Questa vicenda ci porta a sottolineare una seconda debolezza e cioè quella di un quadro politico europeo sempre più frammentato. Si ha un bel dire che queste ultime elezioni europee hanno confermato la schiacciante prevalenza delle forze europeiste: ci si consola sottolineando che i vari Salvini, Le Pen e alleati di estrema destra hanno messo assieme solo 73 seggi su un parlamento di 751, circa il 10%. Ma nella realtà le forze sovraniste sono molto più numerose e si mimetizzano all’interno stesso dei grandi partiti europeisti, come è il caso del partito nazionalista dell’ungherese Orbàn nel PPE o del premier ceco Babis all’interno dei Liberali europei. Sono poi da aggiungere a questo variegato fronte paesi come Italia e Polonia che si muovono al di fuori dei tradizionali schieramenti partitici comunitari. Facile quindi oggi mettere assieme questa molteplicità di interessi politici nazionalisti, allorquando per i motivi più disparati si debba semplicemente dire di no a proposte che vengono calate dall’alto. Infine, ed è questa la debolezza ancora più preoccupante, da tutti questi giochi è stato tagliato completamente fuori il Parlamento europeo, che ha dimostrato in questo periodo post elettorale tutta la propria inconsistenza politica. Eppure è il Parlamento di Strasburgo che legittimerà poi le nomine ai vertici europei, a cominciare dal presidente della Commissione che dovrà ricevere il voto di fiducia parlamentare per entrare in funzione.
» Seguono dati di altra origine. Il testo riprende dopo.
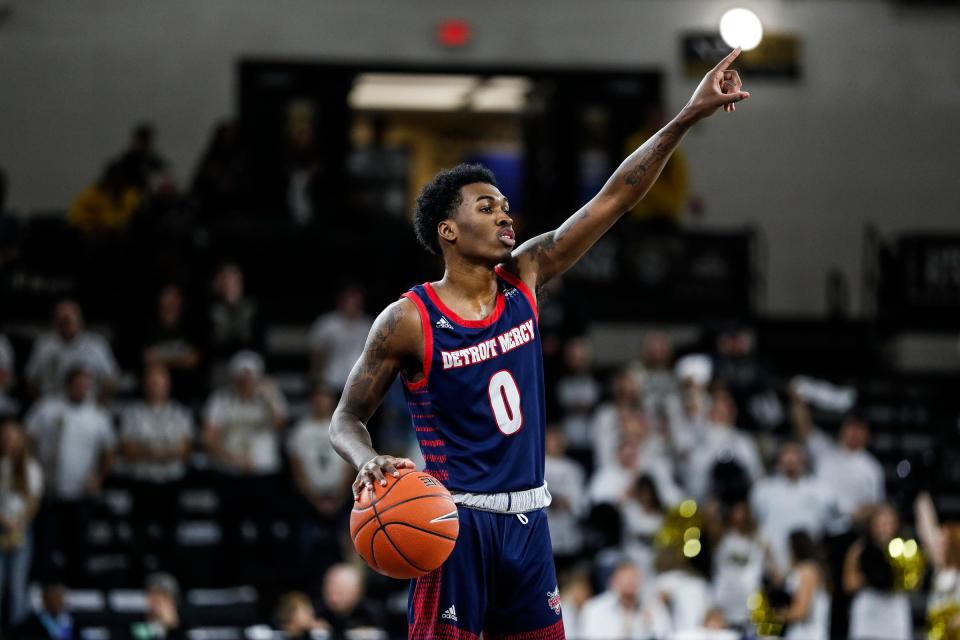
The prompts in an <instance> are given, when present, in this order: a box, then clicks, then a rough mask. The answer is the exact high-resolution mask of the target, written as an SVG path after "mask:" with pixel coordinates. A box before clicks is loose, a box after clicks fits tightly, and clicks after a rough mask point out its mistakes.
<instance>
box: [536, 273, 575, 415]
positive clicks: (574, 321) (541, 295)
mask: <svg viewBox="0 0 960 640" xmlns="http://www.w3.org/2000/svg"><path fill="white" fill-rule="evenodd" d="M537 304H538V305H539V307H540V308H539V314H538V318H539V322H538V326H539V327H540V344H541V345H542V347H543V375H544V383H545V386H546V388H545V390H544V392H545V395H546V401H547V415H559V413H558V412H559V407H558V406H557V398H556V386H557V380H558V379H559V378H560V375H561V374H562V373H563V346H564V344H566V342H567V341H568V340H570V339H571V338H574V337H576V336H582V335H584V333H586V330H587V321H586V318H585V316H584V313H583V309H582V308H581V306H580V305H578V304H577V301H576V299H575V297H574V296H573V294H572V293H571V291H570V289H569V288H568V287H567V286H566V283H565V282H564V278H563V277H562V276H561V277H559V278H552V279H551V280H550V281H549V282H547V283H546V284H545V285H543V287H541V288H540V290H539V291H537Z"/></svg>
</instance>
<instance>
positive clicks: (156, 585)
mask: <svg viewBox="0 0 960 640" xmlns="http://www.w3.org/2000/svg"><path fill="white" fill-rule="evenodd" d="M146 592H147V612H146V613H147V615H146V619H145V620H143V621H139V622H134V623H133V624H131V625H130V640H184V639H185V638H187V633H186V630H185V629H184V628H183V625H182V624H181V621H180V612H179V611H178V605H179V603H180V585H179V584H178V583H177V580H176V578H174V577H173V576H172V575H170V574H169V573H154V574H152V575H150V576H147V583H146Z"/></svg>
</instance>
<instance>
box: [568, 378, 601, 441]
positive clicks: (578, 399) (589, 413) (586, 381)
mask: <svg viewBox="0 0 960 640" xmlns="http://www.w3.org/2000/svg"><path fill="white" fill-rule="evenodd" d="M601 391H602V389H601V387H600V383H599V382H597V380H596V378H594V377H593V376H592V375H589V374H581V375H573V376H566V377H564V378H561V379H560V380H559V381H558V382H557V402H558V403H559V405H560V408H561V409H562V410H563V420H562V424H563V433H564V435H565V436H566V438H567V443H569V444H570V446H572V447H581V448H586V447H590V446H591V445H592V442H591V440H592V438H591V435H590V419H591V415H592V413H593V409H594V407H595V405H596V404H597V402H598V401H599V400H600V393H601Z"/></svg>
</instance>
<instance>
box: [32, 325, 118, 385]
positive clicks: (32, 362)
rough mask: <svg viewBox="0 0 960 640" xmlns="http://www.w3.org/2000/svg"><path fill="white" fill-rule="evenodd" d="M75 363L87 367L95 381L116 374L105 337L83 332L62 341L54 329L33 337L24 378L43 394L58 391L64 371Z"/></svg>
mask: <svg viewBox="0 0 960 640" xmlns="http://www.w3.org/2000/svg"><path fill="white" fill-rule="evenodd" d="M78 364H83V365H85V366H86V367H88V368H89V369H90V370H91V372H92V373H93V377H94V380H95V383H96V384H97V385H99V384H100V382H102V381H103V379H104V378H116V377H117V375H118V372H119V370H120V368H119V367H118V366H117V361H116V359H115V358H114V357H113V351H112V350H111V349H110V345H109V344H107V341H106V340H104V339H103V337H102V336H99V335H97V334H95V333H88V332H83V333H79V334H77V335H76V336H75V337H74V338H73V340H71V341H69V342H64V340H63V338H61V337H60V336H59V335H58V334H57V333H52V332H51V333H45V334H43V335H41V336H40V337H39V338H37V341H36V342H35V343H34V345H33V351H32V352H31V354H30V359H29V360H28V361H27V369H26V374H27V379H28V380H30V382H32V383H34V384H37V385H38V386H39V387H40V391H41V393H42V394H43V395H47V394H51V393H57V392H59V391H60V390H61V389H62V387H63V383H64V376H66V373H67V371H68V370H69V369H70V368H71V367H73V366H76V365H78Z"/></svg>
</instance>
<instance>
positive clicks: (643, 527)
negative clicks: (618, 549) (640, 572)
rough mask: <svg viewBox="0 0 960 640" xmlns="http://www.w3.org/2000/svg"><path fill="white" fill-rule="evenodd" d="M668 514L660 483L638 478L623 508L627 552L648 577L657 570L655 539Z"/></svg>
mask: <svg viewBox="0 0 960 640" xmlns="http://www.w3.org/2000/svg"><path fill="white" fill-rule="evenodd" d="M665 511H666V509H665V507H664V505H663V501H662V500H661V499H660V492H659V491H658V490H657V484H656V482H654V480H653V478H651V477H650V476H649V475H646V474H644V475H641V476H640V477H639V478H637V481H636V482H635V483H634V484H633V487H631V489H630V490H629V491H628V493H627V498H626V500H624V502H623V504H622V506H621V512H622V514H623V539H624V544H623V548H624V552H625V553H626V554H627V556H628V557H629V558H630V559H631V560H633V561H634V562H635V563H636V564H637V566H638V567H640V569H641V570H643V571H644V572H646V573H650V572H651V571H652V570H653V542H654V537H655V536H656V534H657V531H659V530H660V527H661V526H662V525H663V514H664V512H665Z"/></svg>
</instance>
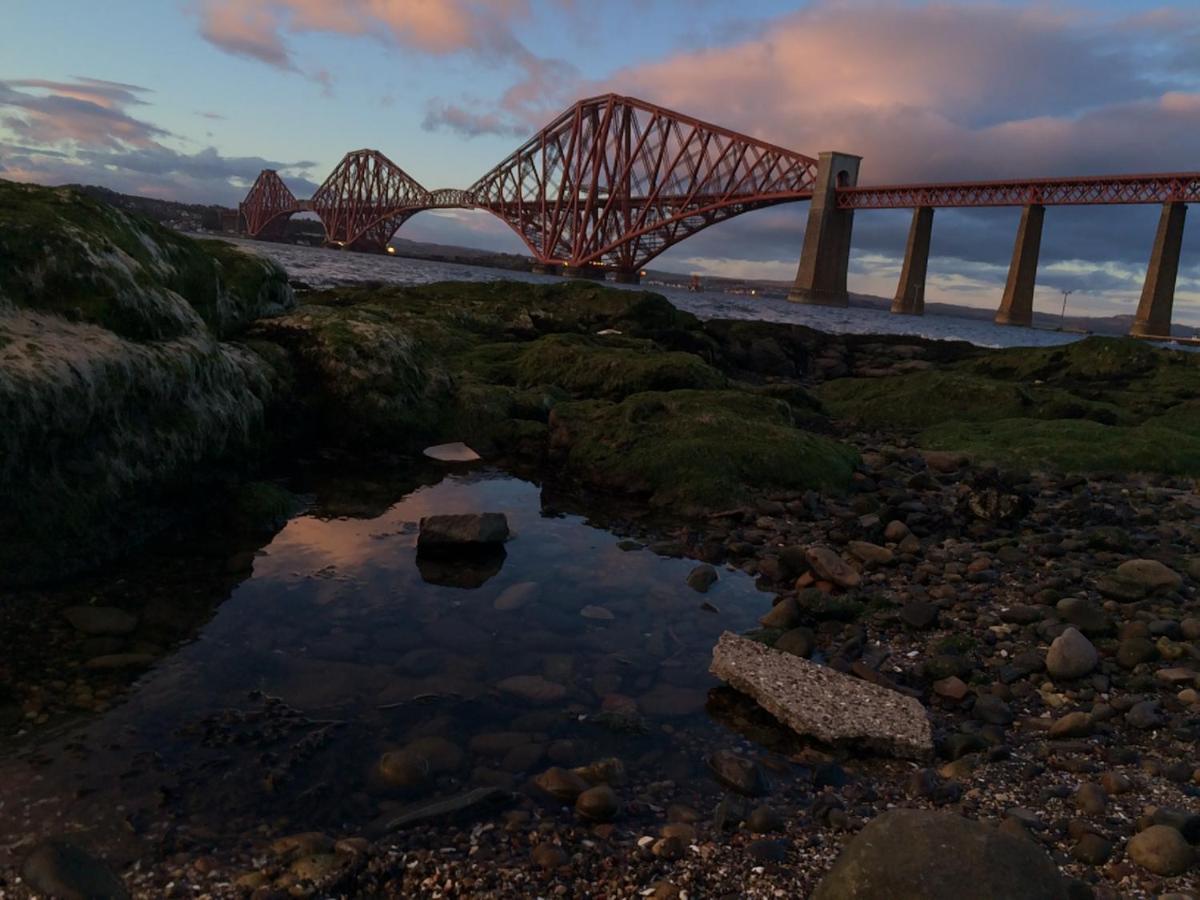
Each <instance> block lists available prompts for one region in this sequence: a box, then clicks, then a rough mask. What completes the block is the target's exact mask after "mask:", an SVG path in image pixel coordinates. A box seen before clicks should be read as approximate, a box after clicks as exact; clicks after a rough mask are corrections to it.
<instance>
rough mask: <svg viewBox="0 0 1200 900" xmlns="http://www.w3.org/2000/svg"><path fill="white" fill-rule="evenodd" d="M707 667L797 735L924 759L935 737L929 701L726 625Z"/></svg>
mask: <svg viewBox="0 0 1200 900" xmlns="http://www.w3.org/2000/svg"><path fill="white" fill-rule="evenodd" d="M709 671H710V672H712V673H713V674H714V676H716V677H718V678H720V679H721V680H724V682H726V683H727V684H728V685H730V686H731V688H733V689H734V690H738V691H742V692H743V694H746V695H749V696H750V697H752V698H754V700H755V701H756V702H757V703H758V706H761V707H762V708H763V709H766V710H767V712H768V713H770V714H772V715H774V716H775V718H776V719H779V720H780V721H781V722H784V724H785V725H787V726H788V727H790V728H792V731H794V732H797V733H798V734H809V736H812V737H815V738H817V739H818V740H823V742H824V743H827V744H835V745H836V744H862V745H866V746H870V748H874V749H876V750H881V751H883V752H889V754H894V755H896V756H902V757H912V758H923V757H925V756H929V755H930V754H931V752H932V749H934V743H932V734H931V730H930V725H929V718H928V716H926V714H925V709H924V707H922V704H920V703H919V702H918V701H916V700H913V698H912V697H907V696H905V695H902V694H898V692H896V691H893V690H888V689H887V688H882V686H880V685H876V684H871V683H870V682H864V680H862V679H859V678H852V677H850V676H845V674H841V673H840V672H835V671H834V670H832V668H827V667H824V666H818V665H816V664H815V662H809V661H808V660H805V659H802V658H800V656H797V655H794V654H791V653H782V652H780V650H775V649H772V648H770V647H767V646H764V644H762V643H758V642H757V641H751V640H749V638H746V637H739V636H738V635H734V634H731V632H728V631H726V632H725V634H724V635H721V637H720V641H718V643H716V647H714V648H713V665H712V666H710V667H709Z"/></svg>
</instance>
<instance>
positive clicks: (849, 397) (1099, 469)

Proprio per sottolineare questo fondamentale ruolo, il Parlamento europeo già nella precedente legislatura aveva inventato il sistema degli Spitzenkandidaten, cioè dei candidati guida dei partiti europei. Chi vinceva le elezioni, dava quindi al Consiglio europeo l’indicazione del nominativo per la presidenza della Commissione. Il Consiglio, quindi, per prassi doveva solo confermare la carica. Così era stato per Jean-Claude Junker il presidente uscente della Commissione. Oggi questa procedura è scomparsa del tutto. Se infatti, con la prima proposta del socialista Timmermanns in qualche misura si riconosceva l’indicazione uscita dalle elezioni (anche se arrivato al secondo posto dopo il popolare Weber), con la nuova proposta uscita inaspettatamente dal cilindro di Angela Merkel non si può davvero dire che Ursula von Leyen rispetti questo meccanismo. Non ha neppure partecipato alle elezioni europee. Non vi è dubbio quindi che lo spazio di potere sulla gestione delle cariche apicali, guadagnato con grandi battaglie dal Parlamento europeo, si sia oggi definitivamente chiuso. Non è questa davvero una buona notizia per chi tiene ad accrescere la democrazia in un’Unione sempre più guidata dai governi a scapito dell’unica istituzione rappresentativa fino ad oggi esistente.